Re: [PATCH net] udp: ipv4: manipulate network header of NATed UDP GRO fraglist

From: Alexander Lobakin
Date: Fri Jan 15 2021 - 05:52:05 EST


From: Steffen Klassert <steffen.klassert@xxxxxxxxxxx>
Date: Fri, 15 Jan 2021 10:27:52 +0100

> On Fri, Jan 15, 2021 at 05:55:22PM +0900, Dongseok Yi wrote:
>> On 2021-01-15 17:12, Steffen Klassert wrote:
>>> On Fri, Jan 15, 2021 at 02:58:24PM +0900, Dongseok Yi wrote:
>>>> UDP/IP header of UDP GROed frag_skbs are not updated even after NAT
>>>> forwarding. Only the header of head_skb from ip_finish_output_gso ->
>>>> skb_gso_segment is updated but following frag_skbs are not updated.
>>>>
>>>> A call path skb_mac_gso_segment -> inet_gso_segment ->
>>>> udp4_ufo_fragment -> __udp_gso_segment -> __udp_gso_segment_list
>>>> does not try to update UDP/IP header of the segment list.
>>>
>>> We still need to find out why it works for Alexander, but not for you.
>>> Different usecases?
>>
>> This patch is not for
>> https://lore.kernel.org/patchwork/patch/1364544/
>> Alexander might want to call udp_gro_receive_segment even when
>> !sk and ~NETIF_F_GRO_FRAGLIST.
>
> Yes, I know.

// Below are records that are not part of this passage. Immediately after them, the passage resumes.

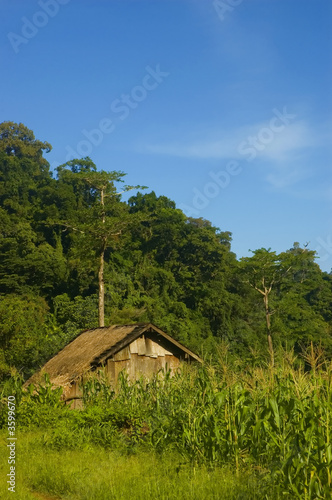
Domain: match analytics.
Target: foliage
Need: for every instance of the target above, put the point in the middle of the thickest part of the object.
(65, 240)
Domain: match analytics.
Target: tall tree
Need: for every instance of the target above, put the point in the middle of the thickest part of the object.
(100, 216)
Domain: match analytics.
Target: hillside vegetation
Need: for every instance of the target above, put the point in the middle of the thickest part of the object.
(158, 265)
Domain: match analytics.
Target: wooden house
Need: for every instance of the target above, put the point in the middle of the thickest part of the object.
(140, 349)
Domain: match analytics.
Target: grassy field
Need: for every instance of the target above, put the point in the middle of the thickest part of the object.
(212, 432)
(99, 474)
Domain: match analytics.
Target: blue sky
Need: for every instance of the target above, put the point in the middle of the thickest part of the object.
(223, 106)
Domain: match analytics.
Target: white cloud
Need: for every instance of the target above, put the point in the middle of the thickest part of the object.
(281, 145)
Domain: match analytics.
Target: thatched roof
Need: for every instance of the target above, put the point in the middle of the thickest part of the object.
(92, 347)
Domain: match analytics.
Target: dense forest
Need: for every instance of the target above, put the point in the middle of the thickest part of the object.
(68, 239)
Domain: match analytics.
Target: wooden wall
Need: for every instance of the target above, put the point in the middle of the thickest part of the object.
(145, 356)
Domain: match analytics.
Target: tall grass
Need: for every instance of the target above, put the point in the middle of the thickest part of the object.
(275, 423)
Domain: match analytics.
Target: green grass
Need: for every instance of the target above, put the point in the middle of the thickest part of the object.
(99, 474)
(205, 433)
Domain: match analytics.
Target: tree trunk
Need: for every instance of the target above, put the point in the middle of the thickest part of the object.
(268, 325)
(101, 294)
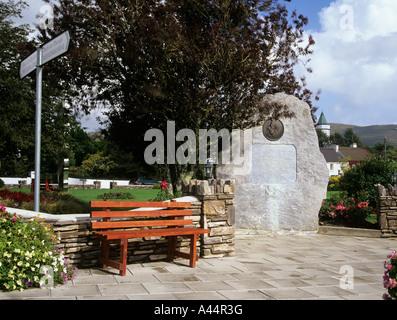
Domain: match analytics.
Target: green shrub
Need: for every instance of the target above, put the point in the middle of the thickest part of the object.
(52, 203)
(29, 255)
(366, 175)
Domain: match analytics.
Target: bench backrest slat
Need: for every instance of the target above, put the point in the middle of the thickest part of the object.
(156, 217)
(138, 204)
(140, 223)
(132, 214)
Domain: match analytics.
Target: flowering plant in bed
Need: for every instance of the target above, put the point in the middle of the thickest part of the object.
(390, 277)
(29, 254)
(347, 212)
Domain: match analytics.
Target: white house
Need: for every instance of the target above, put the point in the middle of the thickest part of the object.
(335, 160)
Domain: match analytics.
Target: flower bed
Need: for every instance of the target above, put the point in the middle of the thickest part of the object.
(347, 212)
(29, 255)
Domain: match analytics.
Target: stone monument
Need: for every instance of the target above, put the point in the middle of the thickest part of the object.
(281, 176)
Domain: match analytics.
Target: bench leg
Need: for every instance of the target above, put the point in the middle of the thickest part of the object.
(193, 241)
(123, 256)
(172, 240)
(104, 252)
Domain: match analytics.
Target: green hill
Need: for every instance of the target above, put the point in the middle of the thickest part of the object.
(370, 135)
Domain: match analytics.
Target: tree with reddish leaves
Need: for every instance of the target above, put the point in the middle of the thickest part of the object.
(203, 64)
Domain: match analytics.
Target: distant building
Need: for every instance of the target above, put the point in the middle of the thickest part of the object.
(355, 155)
(337, 156)
(335, 160)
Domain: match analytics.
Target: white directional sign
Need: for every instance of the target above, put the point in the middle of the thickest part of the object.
(52, 49)
(28, 65)
(56, 47)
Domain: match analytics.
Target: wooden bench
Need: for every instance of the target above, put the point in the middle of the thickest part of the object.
(46, 186)
(166, 219)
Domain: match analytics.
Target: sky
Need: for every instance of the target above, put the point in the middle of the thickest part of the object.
(354, 60)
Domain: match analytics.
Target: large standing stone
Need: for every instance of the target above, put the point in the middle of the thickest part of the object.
(282, 178)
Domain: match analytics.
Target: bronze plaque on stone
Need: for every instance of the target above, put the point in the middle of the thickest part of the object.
(273, 130)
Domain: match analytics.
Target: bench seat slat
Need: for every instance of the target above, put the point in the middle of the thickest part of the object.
(154, 213)
(138, 204)
(140, 223)
(127, 234)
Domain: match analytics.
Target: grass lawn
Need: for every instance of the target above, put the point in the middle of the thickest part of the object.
(88, 195)
(92, 194)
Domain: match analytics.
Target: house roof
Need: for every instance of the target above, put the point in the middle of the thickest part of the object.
(355, 154)
(322, 120)
(331, 155)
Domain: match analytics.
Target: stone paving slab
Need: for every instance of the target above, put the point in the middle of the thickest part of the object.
(289, 266)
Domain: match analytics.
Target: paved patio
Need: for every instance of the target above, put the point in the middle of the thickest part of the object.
(266, 267)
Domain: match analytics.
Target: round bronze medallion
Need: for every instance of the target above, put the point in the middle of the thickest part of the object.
(273, 130)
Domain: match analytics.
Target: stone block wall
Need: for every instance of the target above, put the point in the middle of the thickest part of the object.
(212, 208)
(216, 204)
(387, 210)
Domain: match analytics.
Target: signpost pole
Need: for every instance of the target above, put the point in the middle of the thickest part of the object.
(45, 53)
(39, 78)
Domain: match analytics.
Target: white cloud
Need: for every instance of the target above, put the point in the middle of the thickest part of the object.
(355, 60)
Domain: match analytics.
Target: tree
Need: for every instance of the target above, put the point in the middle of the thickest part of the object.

But he said that fraglist GRO + NAT works for him.
> I want to find out why it works for him, but not for you.

I found that it worked for me because I advertised fraglist GSO
support in my driver (and added actual support for xmitting
fraglists). If so, kernel won't resegment GSO into a list of
plain packets, so no __udp_gso_segment_list() will be called.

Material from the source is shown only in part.